Fibrous dysplasia is a rare, non-cancerous bone disorder where normal bone tissue is replaced by abnormal fibrous tissue. This replacement can weaken the bone, potentially leading to fractures or deformities.
Defining Fibrous Dysplasia
Fibrous dysplasia results from a spontaneous genetic mutation in the GNAS gene, which is not inherited from parents. This mutation affects cells responsible for bone formation, leading to disorganized, fibrous bone that lacks the strength of healthy bone, making affected bones more fragile and susceptible to bowing or breaking.
The condition primarily presents in two forms. Monostotic fibrous dysplasia involves only a single bone and is the most common type. Polyostotic fibrous dysplasia affects multiple bones, often on one side of the body, and is generally more severe. A more extensive form of polyostotic fibrous dysplasia is McCune-Albright syndrome, which includes bone involvement along with other features like skin pigmentation and hormonal abnormalities.
Recognizing the Manifestations
The signs and symptoms of fibrous dysplasia can vary significantly depending on the location and extent of the affected bone(s). Bone pain is a common symptom, often described as a dull ache, and can intensify with activity or stress on the bone. Swelling, limping, and bone deformities, such as bowing of long bones or facial asymmetry, are also frequently observed.
Fractures, especially in weight-bearing bones, can be an early indicator due to the weakened bone structure. Fibrous dysplasia can affect any bone, but it is most often found in long bones like the femur (thighbone) and tibia (shinbone), as well as the ribs, skull, and facial bones. When the skull and facial bones are involved, it can lead to issues like jaw misalignment, nasal congestion, or problems with vision or hearing due to nerve compression.
Navigating Diagnosis and Management
Diagnosing fibrous dysplasia begins with a physical examination and a detailed patient history, especially noting any pain, swelling, or deformities. Imaging studies are important for identifying and characterizing the bone lesions. X-rays may reveal areas of abnormal bone with a characteristic “ground-glass” appearance, indicating the fibrous tissue replacing normal bone.
Computed tomography (CT) scans offer more detailed cross-sectional images, particularly useful for evaluating craniofacial involvement, while magnetic resonance imaging (MRI) can assess the extent of the lesion and surrounding soft tissues. A bone scan can help identify all affected bones throughout the skeleton. A definitive diagnosis often requires a bone biopsy, involving microscopic examination of a tissue sample from the affected area to confirm the presence of fibrous tissue.
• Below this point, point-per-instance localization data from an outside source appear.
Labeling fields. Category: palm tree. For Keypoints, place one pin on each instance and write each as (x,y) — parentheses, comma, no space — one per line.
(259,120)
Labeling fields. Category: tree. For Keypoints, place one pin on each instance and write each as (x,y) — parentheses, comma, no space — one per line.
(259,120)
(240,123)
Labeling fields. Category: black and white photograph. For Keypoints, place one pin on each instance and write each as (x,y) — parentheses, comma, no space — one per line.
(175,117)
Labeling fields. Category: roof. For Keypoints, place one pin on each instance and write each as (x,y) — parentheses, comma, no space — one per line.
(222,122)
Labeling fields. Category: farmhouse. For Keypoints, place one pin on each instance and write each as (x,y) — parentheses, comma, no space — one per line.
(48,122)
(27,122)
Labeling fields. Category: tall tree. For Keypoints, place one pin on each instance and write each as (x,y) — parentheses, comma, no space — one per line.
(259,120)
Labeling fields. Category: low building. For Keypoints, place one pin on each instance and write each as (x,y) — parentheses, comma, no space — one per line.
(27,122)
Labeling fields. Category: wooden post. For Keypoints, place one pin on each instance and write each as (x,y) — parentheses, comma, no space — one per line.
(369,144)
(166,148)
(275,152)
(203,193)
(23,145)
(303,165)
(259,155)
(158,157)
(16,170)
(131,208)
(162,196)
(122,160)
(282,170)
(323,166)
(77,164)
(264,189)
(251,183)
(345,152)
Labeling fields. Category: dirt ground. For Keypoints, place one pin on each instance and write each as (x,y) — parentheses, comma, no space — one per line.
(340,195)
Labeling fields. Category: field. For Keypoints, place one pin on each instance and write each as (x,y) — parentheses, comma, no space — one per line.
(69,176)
Management of fibrous dysplasia focuses on alleviating pain, preventing fractures, and correcting any deformities. Medical treatments may include bisphosphonates, which can help reduce bone pain and strengthen the bone, thereby lowering the risk of fractures. These medications work by slowing down bone breakdown.
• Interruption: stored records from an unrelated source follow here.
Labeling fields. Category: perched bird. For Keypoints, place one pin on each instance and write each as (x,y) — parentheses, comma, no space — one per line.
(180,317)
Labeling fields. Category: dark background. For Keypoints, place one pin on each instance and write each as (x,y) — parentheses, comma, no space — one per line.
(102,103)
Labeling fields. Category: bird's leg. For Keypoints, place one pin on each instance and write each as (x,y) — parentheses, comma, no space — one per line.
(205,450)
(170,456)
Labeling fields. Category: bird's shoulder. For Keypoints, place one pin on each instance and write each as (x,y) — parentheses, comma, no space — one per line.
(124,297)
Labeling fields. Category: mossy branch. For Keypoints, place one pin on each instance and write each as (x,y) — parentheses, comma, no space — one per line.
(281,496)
Surgical interventions are often necessary, especially for symptomatic lesions, fractures, or progressive deformities. Procedures can involve curettage, where the abnormal fibrous tissue is scraped out of the bone, sometimes followed by bone grafting to fill the cavity and stabilize the bone. Internal fixation, using metal rods, plates, or screws, may be used to support weakened bones, prevent fractures, or correct existing deformities. For craniofacial involvement, surgery may aim to restore facial symmetry, decompress nerves, or improve function.
Outlook and Support
The progression of fibrous dysplasia can vary significantly among individuals. In many cases, the condition tends to stabilize after skeletal maturity, with lesions stabilizing once bone growth ceases. However, the abnormal bone does not disappear, and symptoms can persist into adulthood.
While generally non-cancerous, a very rare complication is the malignant transformation of fibrous dysplasia into cancerous tumors, occurring in less than 1% of patients, primarily in severe polyostotic forms. Patients with extensive involvement, especially in the skull and face, might experience nerve compression, potentially leading to vision or hearing changes. A multidisciplinary team, including orthopedic surgeons, endocrinologists, geneticists, and pain specialists, is often involved in providing comprehensive care. Patient education and participation in support groups can be beneficial for managing symptoms and maintaining quality of life.